A DESCONFIANÇA DOS INVESTIDORES
Antonio Roque Citadini
Os investidores do mercado de capitais ainda nem conseguiram se refazer do susto que lhes deu a quebra da Enron e já foram surpreendidos com a notícia da fraude contábil praticada pela WorldCom, empresa americana e também de grande porte. Significativo notar que o balanço fraudado tenha sido auditado pela mesma empresa independente, a Arthur Andersen.
Desta feita, a fraude praticada e de considerável valor – US$3,8 bilhões – revestiu-se de tamanha singeleza que, talvez por isso, nem tenha sido imaginada pelos profissionais da auditoria responsáveis pela validação do balanço patrimonial da WorldCom. Entre outras, fica a lição que auditoria é uma tarefa que não permite cega confiança nos dados apresentados pela empresa auditada.
O auditor precisa certificar-se de que os documentos que originaram os lançamentos das receitas e das despesas guardam fidelidade e merecem crédito.
Sem dúvida, torna-se impraticável ao auditor examinar todos os documentos, mas precisará aplicar técnica apropriada e usar de perspicácia para detectar e
impedir a prática de fraudes. O auditor precisa, também, ter convicção que os lançamentos estão de acordo com as normas técnicas aplicáveis e terá de fazer isso para não oferecer um laudo de auditoria enganoso.
Por outro lado, sabendo-se que a Arthur Andersen era, também, a empresa que prestava serviços de consultoria para a WorldCom, fica consolidada a lição da incompatibilidade que existe entre as atividades de auditoria e de consultoria.
Não podem, as empresas de auditoria independentes, prestar consultoria a seus clientes aos quais auditam.

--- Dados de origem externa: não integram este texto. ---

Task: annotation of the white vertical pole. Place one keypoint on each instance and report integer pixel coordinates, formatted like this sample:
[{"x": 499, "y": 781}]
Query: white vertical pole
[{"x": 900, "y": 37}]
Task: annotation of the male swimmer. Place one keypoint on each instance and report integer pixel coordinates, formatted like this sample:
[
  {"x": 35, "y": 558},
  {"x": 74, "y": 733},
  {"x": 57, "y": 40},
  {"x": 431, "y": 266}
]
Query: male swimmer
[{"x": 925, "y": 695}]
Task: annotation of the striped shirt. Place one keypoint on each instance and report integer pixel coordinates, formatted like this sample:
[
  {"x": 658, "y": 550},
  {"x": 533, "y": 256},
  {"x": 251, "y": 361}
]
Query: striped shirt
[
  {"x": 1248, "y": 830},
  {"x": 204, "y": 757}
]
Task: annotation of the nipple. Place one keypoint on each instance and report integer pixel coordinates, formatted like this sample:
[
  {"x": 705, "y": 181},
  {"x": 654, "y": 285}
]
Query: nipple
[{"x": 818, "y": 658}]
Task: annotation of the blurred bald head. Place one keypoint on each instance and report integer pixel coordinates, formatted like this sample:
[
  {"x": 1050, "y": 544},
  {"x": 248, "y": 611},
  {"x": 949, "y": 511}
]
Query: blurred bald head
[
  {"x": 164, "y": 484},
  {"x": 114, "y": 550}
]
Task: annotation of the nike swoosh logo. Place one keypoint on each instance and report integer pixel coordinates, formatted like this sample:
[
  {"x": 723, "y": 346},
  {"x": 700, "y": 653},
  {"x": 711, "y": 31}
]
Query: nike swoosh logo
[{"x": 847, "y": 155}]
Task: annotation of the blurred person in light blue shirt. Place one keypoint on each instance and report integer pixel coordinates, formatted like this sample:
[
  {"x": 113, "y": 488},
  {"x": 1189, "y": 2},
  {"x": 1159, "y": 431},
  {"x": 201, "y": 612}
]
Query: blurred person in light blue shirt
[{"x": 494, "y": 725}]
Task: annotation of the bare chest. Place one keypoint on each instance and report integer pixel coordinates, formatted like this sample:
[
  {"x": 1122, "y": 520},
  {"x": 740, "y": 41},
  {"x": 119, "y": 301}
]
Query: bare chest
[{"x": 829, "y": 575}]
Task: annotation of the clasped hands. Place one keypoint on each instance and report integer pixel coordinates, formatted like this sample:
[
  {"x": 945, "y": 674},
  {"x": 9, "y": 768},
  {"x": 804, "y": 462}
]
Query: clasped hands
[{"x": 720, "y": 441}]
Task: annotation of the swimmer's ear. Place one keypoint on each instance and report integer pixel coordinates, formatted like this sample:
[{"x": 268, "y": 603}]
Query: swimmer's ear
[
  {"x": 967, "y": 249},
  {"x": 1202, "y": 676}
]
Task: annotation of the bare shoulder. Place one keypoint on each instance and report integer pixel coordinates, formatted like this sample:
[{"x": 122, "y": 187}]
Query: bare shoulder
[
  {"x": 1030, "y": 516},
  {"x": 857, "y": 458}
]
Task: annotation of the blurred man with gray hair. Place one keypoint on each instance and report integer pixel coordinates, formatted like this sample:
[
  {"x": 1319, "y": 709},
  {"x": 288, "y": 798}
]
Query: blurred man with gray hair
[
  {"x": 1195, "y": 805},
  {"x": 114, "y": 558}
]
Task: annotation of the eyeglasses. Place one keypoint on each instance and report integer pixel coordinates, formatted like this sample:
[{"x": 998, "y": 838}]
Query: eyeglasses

Há muito tempo venho defendendo esta posição e agora, felizmente, já posso ver que outras vozes se levantam concordando.
Já se defende, agora, nos Estados Unidos, que a SEC (Securities and Exchange Commission) – que corresponde à Comissão de Valores Mobiliários, no Brasil – regulamente as atividades das empresas de auditoria, proibindo-as de vender aos seus clientes outros serviços, principalmente os da consultoria. No Brasil, a CVM adotou regulamentação nesse sentido que foi questionada judicialmente e, possivelmente por falta de clareza nas contra-razões apresentadas, foi concedida liminar. Espera-se que, no mérito, o julgamento mantenha a proibição em tão boa hora aplicada.
A evolução dos meios de comunicação, proporcionando imensa rapidez na divulgação e troca de informações, hoje globalizadas, é de
tamanha grandeza que causa um certo desespero aos executivos e profissionais que precisam tomar decisões. Não há tempo a perder. O ganho precisa ser cada vez maior e sempre de modo mais rápido.
Na linha da obtenção do lucro cada vez maior caminharam, também, as empresas de auditoria independente e encontraram como filão a atividade de consultoria que prestam às suas clientes auditadas. Prova disto é a notícia de que a Arthur Andersen cobrou da WorldCom US$4,4 milhões pelos serviços de auditoria e US$12,4 milhões pela consultoria.
Embora o mercado de capitais seja de risco – que é maior, médio ou mínimo, dependendo das inúmeras variáveis aplicadas ao sistema -, o investidor há de ter certos parâmetros nos quais confie. Os investidores não podem, de forma alguma, contar com qualquer tipo de truque contábil, que é, de longe, muito diferente do risco a que se propõem.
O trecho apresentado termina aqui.